The Culture of Flushing: A Social and Legal History of Sewage.

Description

405 pages
Contains Photos, Illustrations, Maps, Bibliography, Index
$85.00
ISBN 978-0-7748-1291-7
DDC 363.72'8

Publisher

Year

2007

Contributor

Reviewed by Dave Bennett

David Bennett is the national director of the Department of Workplace Health, Safety and Environment at the Canadian Labour Congress in Ottawa.

Review

The Culture of Flushing covers the history of sewerage over the past two hundred years in North America and Europe, especially Britain. The title of the book is, however, misleading since it is as much about the supply of water for drinking and industrial use as it is about flushing water back into the environment.

 

These twin themes of The Culture of Flushing are complicated further by the factors that have influenced both supply and the disposal of water: considerations of the quality as well as the volume and availability of water, and human concerns such as property rights, fisheries, navigation, and public health. These various factors have played out in different ways, at different times and in different countries, so it is inevitable that the narrative is fragmented by frequent changes of theme, with rapid and closely argued moves, back and forth in time and place.

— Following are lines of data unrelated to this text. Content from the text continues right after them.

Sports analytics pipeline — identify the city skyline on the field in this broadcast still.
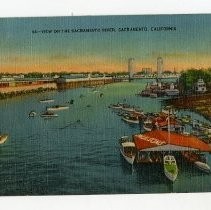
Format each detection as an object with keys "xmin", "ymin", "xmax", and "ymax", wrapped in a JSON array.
[{"xmin": 1, "ymin": 14, "xmax": 211, "ymax": 73}]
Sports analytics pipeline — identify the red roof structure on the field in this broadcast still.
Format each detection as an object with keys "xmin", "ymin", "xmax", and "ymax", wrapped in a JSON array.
[{"xmin": 133, "ymin": 130, "xmax": 211, "ymax": 152}]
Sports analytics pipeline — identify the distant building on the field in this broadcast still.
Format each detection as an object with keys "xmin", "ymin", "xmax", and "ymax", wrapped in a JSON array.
[
  {"xmin": 157, "ymin": 57, "xmax": 163, "ymax": 78},
  {"xmin": 128, "ymin": 58, "xmax": 135, "ymax": 80},
  {"xmin": 13, "ymin": 74, "xmax": 25, "ymax": 79},
  {"xmin": 142, "ymin": 68, "xmax": 152, "ymax": 74},
  {"xmin": 194, "ymin": 79, "xmax": 207, "ymax": 94},
  {"xmin": 1, "ymin": 76, "xmax": 15, "ymax": 81}
]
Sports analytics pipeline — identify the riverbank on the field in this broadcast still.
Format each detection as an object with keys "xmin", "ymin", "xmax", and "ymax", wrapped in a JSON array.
[
  {"xmin": 166, "ymin": 93, "xmax": 211, "ymax": 121},
  {"xmin": 0, "ymin": 83, "xmax": 57, "ymax": 99}
]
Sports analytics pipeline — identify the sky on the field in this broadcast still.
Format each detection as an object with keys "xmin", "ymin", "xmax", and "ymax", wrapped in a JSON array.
[{"xmin": 0, "ymin": 14, "xmax": 211, "ymax": 73}]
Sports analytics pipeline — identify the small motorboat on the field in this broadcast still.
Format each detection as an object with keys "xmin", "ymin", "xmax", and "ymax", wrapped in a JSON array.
[
  {"xmin": 39, "ymin": 99, "xmax": 54, "ymax": 103},
  {"xmin": 122, "ymin": 115, "xmax": 139, "ymax": 124},
  {"xmin": 121, "ymin": 107, "xmax": 135, "ymax": 112},
  {"xmin": 194, "ymin": 161, "xmax": 211, "ymax": 173},
  {"xmin": 47, "ymin": 105, "xmax": 69, "ymax": 111},
  {"xmin": 163, "ymin": 155, "xmax": 178, "ymax": 182},
  {"xmin": 0, "ymin": 134, "xmax": 8, "ymax": 144},
  {"xmin": 28, "ymin": 111, "xmax": 37, "ymax": 117},
  {"xmin": 41, "ymin": 111, "xmax": 58, "ymax": 118},
  {"xmin": 108, "ymin": 103, "xmax": 124, "ymax": 109},
  {"xmin": 119, "ymin": 136, "xmax": 136, "ymax": 165},
  {"xmin": 143, "ymin": 118, "xmax": 153, "ymax": 131}
]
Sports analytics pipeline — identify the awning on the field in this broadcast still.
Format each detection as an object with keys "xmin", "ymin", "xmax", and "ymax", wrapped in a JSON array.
[{"xmin": 133, "ymin": 130, "xmax": 211, "ymax": 152}]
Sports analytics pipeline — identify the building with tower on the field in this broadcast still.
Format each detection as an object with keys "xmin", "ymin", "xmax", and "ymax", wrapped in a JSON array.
[
  {"xmin": 128, "ymin": 58, "xmax": 135, "ymax": 81},
  {"xmin": 157, "ymin": 57, "xmax": 163, "ymax": 78}
]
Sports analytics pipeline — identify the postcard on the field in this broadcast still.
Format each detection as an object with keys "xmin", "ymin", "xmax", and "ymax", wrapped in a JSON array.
[{"xmin": 0, "ymin": 14, "xmax": 211, "ymax": 196}]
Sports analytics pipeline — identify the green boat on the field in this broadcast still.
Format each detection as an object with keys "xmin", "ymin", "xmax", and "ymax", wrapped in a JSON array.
[{"xmin": 163, "ymin": 155, "xmax": 178, "ymax": 182}]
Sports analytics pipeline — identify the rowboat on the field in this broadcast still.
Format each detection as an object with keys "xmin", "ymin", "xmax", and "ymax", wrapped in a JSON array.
[
  {"xmin": 119, "ymin": 136, "xmax": 136, "ymax": 165},
  {"xmin": 122, "ymin": 115, "xmax": 139, "ymax": 124},
  {"xmin": 47, "ymin": 105, "xmax": 69, "ymax": 111},
  {"xmin": 194, "ymin": 161, "xmax": 211, "ymax": 173},
  {"xmin": 39, "ymin": 99, "xmax": 54, "ymax": 103},
  {"xmin": 41, "ymin": 111, "xmax": 58, "ymax": 118},
  {"xmin": 28, "ymin": 111, "xmax": 37, "ymax": 117},
  {"xmin": 0, "ymin": 134, "xmax": 8, "ymax": 144},
  {"xmin": 163, "ymin": 155, "xmax": 178, "ymax": 182}
]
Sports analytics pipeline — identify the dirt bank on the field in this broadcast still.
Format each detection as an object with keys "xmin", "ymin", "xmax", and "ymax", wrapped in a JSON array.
[{"xmin": 166, "ymin": 93, "xmax": 211, "ymax": 121}]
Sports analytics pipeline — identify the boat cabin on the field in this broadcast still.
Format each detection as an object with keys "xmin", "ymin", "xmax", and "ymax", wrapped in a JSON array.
[{"xmin": 194, "ymin": 79, "xmax": 207, "ymax": 94}]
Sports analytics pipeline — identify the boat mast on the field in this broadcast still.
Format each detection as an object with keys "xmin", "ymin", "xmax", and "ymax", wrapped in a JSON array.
[{"xmin": 167, "ymin": 106, "xmax": 171, "ymax": 155}]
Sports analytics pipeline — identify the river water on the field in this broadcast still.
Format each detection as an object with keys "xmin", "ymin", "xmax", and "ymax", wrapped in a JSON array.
[{"xmin": 0, "ymin": 79, "xmax": 210, "ymax": 195}]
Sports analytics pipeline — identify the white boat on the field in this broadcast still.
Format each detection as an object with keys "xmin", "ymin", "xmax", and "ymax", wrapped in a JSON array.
[
  {"xmin": 165, "ymin": 83, "xmax": 179, "ymax": 96},
  {"xmin": 165, "ymin": 89, "xmax": 179, "ymax": 96},
  {"xmin": 47, "ymin": 105, "xmax": 69, "ymax": 111},
  {"xmin": 143, "ymin": 118, "xmax": 153, "ymax": 131},
  {"xmin": 29, "ymin": 111, "xmax": 37, "ymax": 117},
  {"xmin": 39, "ymin": 99, "xmax": 54, "ymax": 103},
  {"xmin": 119, "ymin": 136, "xmax": 136, "ymax": 165},
  {"xmin": 108, "ymin": 103, "xmax": 124, "ymax": 109},
  {"xmin": 163, "ymin": 155, "xmax": 178, "ymax": 182},
  {"xmin": 121, "ymin": 107, "xmax": 135, "ymax": 112},
  {"xmin": 0, "ymin": 134, "xmax": 8, "ymax": 144},
  {"xmin": 194, "ymin": 161, "xmax": 211, "ymax": 173},
  {"xmin": 194, "ymin": 79, "xmax": 207, "ymax": 94},
  {"xmin": 122, "ymin": 115, "xmax": 139, "ymax": 124},
  {"xmin": 41, "ymin": 111, "xmax": 58, "ymax": 118}
]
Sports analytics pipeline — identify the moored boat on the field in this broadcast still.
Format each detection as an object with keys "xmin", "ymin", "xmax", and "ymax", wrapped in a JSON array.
[
  {"xmin": 108, "ymin": 103, "xmax": 124, "ymax": 109},
  {"xmin": 28, "ymin": 110, "xmax": 37, "ymax": 117},
  {"xmin": 39, "ymin": 99, "xmax": 54, "ymax": 103},
  {"xmin": 41, "ymin": 111, "xmax": 58, "ymax": 118},
  {"xmin": 143, "ymin": 118, "xmax": 153, "ymax": 131},
  {"xmin": 122, "ymin": 115, "xmax": 139, "ymax": 124},
  {"xmin": 119, "ymin": 136, "xmax": 136, "ymax": 165},
  {"xmin": 0, "ymin": 134, "xmax": 8, "ymax": 144},
  {"xmin": 165, "ymin": 83, "xmax": 179, "ymax": 96},
  {"xmin": 47, "ymin": 105, "xmax": 69, "ymax": 111},
  {"xmin": 194, "ymin": 161, "xmax": 211, "ymax": 173},
  {"xmin": 150, "ymin": 93, "xmax": 158, "ymax": 98},
  {"xmin": 163, "ymin": 155, "xmax": 178, "ymax": 182}
]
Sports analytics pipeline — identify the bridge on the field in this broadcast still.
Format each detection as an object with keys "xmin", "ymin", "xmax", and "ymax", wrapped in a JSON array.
[{"xmin": 56, "ymin": 76, "xmax": 114, "ymax": 89}]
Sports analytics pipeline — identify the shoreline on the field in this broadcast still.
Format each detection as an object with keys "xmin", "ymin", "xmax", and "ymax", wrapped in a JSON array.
[
  {"xmin": 0, "ymin": 83, "xmax": 57, "ymax": 100},
  {"xmin": 165, "ymin": 93, "xmax": 211, "ymax": 121}
]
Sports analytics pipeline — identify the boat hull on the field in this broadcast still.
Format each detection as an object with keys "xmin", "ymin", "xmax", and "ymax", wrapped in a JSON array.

Toward the end, the book focuses on the treatment of waste water in the major improvements during the mid-20th century. But this is done at the expense of the emerging dilemmas over drinking-water quality: source protection versus purification and the controversies over chlorination as the preferred mode of treatment.

 

The book concludes with an introduction to themes that are essentially new: the relation of water issues to “the longer-term perspectives of sustainability, biodiversity, and ecological integrity” — new because they concern the general environment rather than the focus on the human-centred issues at the heart of Benidickson’s history.

 

A rewarding but exhausting read is relieved by the author’s wry sense of humour. Who would have thought that a significant obstacle to the installation of water closets was “the felicitously named Mr. Tinkler”?